Meine lieben Lesenden,
Vorab, das hier ist keine sachliche Berichterstattung. Das waren meine Blogs nie und das werden sie nie sein. Dieser Text ist meine persönliche Meinung, das was ich weiss (oder zu wissen glaube) und mein Empfinden. Niemand muss die gut finden, jeder soll sich selbst eine eigene Meinung bilden.
Ich bin sauer, richtig sauer. Dieses Gefühl trägt dieser Text in sich.

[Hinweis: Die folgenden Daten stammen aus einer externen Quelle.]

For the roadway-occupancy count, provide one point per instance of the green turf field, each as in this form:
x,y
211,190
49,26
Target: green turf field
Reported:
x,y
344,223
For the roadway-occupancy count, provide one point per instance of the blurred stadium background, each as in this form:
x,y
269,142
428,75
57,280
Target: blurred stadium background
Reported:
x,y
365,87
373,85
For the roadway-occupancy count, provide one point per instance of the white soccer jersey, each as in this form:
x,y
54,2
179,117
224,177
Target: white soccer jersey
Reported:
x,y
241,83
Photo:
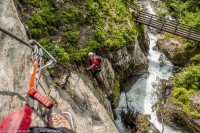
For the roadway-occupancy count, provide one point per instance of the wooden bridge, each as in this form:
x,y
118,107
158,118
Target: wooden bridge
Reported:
x,y
164,24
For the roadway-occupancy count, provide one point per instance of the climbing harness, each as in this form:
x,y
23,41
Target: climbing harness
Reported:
x,y
21,119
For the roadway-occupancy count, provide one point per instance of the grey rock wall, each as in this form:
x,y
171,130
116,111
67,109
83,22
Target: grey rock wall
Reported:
x,y
88,113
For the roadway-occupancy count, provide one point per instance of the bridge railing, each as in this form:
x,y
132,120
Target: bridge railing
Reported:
x,y
164,24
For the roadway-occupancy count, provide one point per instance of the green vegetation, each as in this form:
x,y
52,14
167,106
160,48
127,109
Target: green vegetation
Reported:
x,y
185,11
59,26
187,83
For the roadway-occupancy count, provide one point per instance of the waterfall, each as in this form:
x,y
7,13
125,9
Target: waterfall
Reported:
x,y
147,90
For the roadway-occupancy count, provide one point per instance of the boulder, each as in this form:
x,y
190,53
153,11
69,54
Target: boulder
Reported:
x,y
173,50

Wer lieber etwas von den schönen Seiten des Berufes lesen möchte, und wieviel einem dieser Beruf gibt (tut er): Mach den Blog wieder zu, das ist nichts für dich.
Wer eher auf “sachlich” steht, dem empfehle ich die Medienmitteilung des SBK Schweiz: “Pflegende tragen die Konsequenzen der Unterfinanzierung: Investitionen sind dringend nötig.”
Da das nun geklärt ist, gehen wir rein…
“Umsetzung der Pflegeinitiative dürfte für Prämienhammer sorgen” titeln am 18.10.25 mehrere Zeitungen (z.B. Luzerner Zeitung, Aargauer Tagblatt, Bieler Tagblatt.)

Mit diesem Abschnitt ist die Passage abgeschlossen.